Pero Meedari, aunque había visto lo terrible que podían ser, no terminaba de entenderlo. ¿Cómo es que se podía ser tan malo en un momento y tan bueno en el otro? Por otro lado, ¿no era ella parecida a ellos?
—Tú no eres como ellos —decía el petirrojo, acariciándola con la punta de su ala—. Tú eres diferente.

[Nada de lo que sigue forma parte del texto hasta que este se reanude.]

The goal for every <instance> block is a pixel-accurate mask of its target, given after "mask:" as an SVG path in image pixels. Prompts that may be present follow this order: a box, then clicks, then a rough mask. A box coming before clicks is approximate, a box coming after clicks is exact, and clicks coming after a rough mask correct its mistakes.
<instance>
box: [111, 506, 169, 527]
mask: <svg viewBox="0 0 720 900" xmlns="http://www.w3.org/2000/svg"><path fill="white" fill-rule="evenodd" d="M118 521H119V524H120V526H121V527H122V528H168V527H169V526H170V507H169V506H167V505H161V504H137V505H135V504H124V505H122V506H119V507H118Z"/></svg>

Eso no era suficiente para que lograra entenderlo. El viento siempre le había contado que los humanos se veían como ella. Con manos, con pies, con voces y cabellos largos. Los más largos, siempre, eran los de las princesas que encerraban en torres; por eso, había sido válida su ensoñación en la que ella era una princesa. Tenía el cabello largo y estaba encerrada, ¿o no? El viento también le recordó con frecuencia que para ser una princesa alguien debería saber que ella estaba allí.
Así que... no era una princesa, no era como ellos. ¿Pero entonces qué era?